In yet another breach of the 2015 deal, Iran says it has resumed 20 percent uranium enrichment at Fordow site. Despite the current alleged enrichment level being far below the 90% required to manufacture an atomic weapon, Iran had previously attained the lethal level before the Nuclear Deal was signed.
Nuclear activity at Fordow facility has been banned for 15 years.

“A few hours ago the process to inject the gas began and the first UF6 enriched uranium product will be reached in a few more hours,” Iranian government’s spokesperson Ali Rabiei said on Monday.

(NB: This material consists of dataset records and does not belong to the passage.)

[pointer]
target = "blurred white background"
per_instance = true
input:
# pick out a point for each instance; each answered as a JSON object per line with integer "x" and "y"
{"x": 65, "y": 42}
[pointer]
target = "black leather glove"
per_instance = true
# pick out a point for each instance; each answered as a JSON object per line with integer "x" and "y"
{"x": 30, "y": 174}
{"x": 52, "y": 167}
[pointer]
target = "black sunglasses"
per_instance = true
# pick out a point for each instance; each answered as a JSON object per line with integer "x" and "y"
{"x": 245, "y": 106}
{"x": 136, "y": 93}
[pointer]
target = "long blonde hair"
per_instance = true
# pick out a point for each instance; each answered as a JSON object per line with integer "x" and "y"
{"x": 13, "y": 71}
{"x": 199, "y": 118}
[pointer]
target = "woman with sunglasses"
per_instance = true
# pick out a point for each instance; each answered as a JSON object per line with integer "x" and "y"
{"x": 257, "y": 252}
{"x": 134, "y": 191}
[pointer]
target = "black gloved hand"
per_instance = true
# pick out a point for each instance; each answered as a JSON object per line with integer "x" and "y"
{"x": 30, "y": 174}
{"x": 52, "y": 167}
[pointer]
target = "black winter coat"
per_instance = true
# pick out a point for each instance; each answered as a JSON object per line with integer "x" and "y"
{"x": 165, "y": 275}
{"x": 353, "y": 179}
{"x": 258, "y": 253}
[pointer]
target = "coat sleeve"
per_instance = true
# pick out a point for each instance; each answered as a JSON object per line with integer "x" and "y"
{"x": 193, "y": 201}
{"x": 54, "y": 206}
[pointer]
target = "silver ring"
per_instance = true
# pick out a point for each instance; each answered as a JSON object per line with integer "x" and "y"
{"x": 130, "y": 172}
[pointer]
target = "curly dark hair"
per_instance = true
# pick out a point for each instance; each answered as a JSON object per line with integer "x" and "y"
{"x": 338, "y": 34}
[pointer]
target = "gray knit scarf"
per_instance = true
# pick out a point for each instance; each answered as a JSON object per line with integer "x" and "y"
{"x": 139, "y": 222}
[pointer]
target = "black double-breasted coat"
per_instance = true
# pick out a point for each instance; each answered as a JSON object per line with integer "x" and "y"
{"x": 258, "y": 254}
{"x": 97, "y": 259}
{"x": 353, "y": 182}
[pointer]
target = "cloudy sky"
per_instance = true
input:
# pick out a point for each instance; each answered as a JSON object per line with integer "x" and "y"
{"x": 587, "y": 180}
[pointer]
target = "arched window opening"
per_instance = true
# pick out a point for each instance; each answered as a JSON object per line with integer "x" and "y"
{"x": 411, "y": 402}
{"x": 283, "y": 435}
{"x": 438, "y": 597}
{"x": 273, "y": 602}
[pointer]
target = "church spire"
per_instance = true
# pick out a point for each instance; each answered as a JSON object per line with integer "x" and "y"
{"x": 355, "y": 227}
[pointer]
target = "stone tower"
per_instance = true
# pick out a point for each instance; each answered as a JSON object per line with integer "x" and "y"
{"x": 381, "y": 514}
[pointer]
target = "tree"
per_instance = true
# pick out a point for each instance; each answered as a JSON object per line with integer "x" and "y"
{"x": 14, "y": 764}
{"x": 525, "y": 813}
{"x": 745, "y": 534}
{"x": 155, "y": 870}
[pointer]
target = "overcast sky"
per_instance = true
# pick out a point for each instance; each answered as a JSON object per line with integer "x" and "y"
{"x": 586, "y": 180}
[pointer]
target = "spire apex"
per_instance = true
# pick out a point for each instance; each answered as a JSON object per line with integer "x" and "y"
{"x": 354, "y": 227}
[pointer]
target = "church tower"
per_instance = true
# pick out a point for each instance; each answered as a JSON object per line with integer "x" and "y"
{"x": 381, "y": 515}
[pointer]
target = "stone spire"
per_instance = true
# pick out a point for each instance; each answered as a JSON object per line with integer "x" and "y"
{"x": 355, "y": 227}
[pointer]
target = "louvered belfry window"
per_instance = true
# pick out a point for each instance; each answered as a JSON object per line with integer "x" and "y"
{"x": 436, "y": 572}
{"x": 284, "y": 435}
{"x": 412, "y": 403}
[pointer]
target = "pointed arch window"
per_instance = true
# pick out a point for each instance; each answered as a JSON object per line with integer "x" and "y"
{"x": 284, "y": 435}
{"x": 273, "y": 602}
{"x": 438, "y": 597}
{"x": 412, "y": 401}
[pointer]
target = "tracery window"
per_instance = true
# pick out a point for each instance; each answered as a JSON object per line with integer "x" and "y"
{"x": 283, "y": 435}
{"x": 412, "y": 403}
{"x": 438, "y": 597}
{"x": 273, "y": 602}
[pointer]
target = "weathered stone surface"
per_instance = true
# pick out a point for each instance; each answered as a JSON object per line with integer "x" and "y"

Previously, Iran was enriching uranium up to 4.5%.

Iran’s move is a major breakaway from The JCPOA agreed in 2015 which includes regulations that Iran cannot enrich uranium past 3.67%. The deal also states that Iran cannot conduct any enrichment at Fordow, which is located beneath a mountain near the city of Qom.

Iran has come constantly violated the agreement ever since the U.S withdrawal from the Iran nuclear deal in 2019.

Iran has gone through with the current breach in light of a legislation approved by the parliament in December.

The hardline parliament’s bill, obligates the government to increase uranium enrichment to 20 percent and leaves the door open for more enrichment. In order to manufacture an atomic bomb, Iran needs to enrich uranium at 90%.

The controversial legislation was done in response to the murder of Iranian nuclear scientist, Mohsen Fakhrizadeh. Iran has accused Israel of the assassination.

The development was made public by the International Atomic Energy Agency, IAEA, which is the U.N.’s nuclear watchdog. In a statement on Friday, the organization said it was notified on New Year’s Eve and was not given information on when the enrichment would occur.

“Iran has informed the Agency that in order to comply with a legal act recently passed by the country’s parliament, the Atomic Energy Organization of Iran intends to produce low-enriched uranium (LEU) up to 20 percent at the Fordow Fuel Enrichment Plant,” the agency statement said.

“The Agency has inspectors present in Iran on a 24/7 basis and they have regular access to Fordow,” the IAEA statement said.

However, the legislation passed in the Iranian parliament last month also calls for expelling inspectors of the IAEA, increasing its uranium stockpile, building advanced centrifuges and revitalising the Arak heavy water reactor, among other things.

Iran’s latest breach will also pose a challenge for President-elect Joe Biden, who takes office this month. Biden has expressed interest in rejoining the agreement if Iran complies with the 2015 nuclear deal.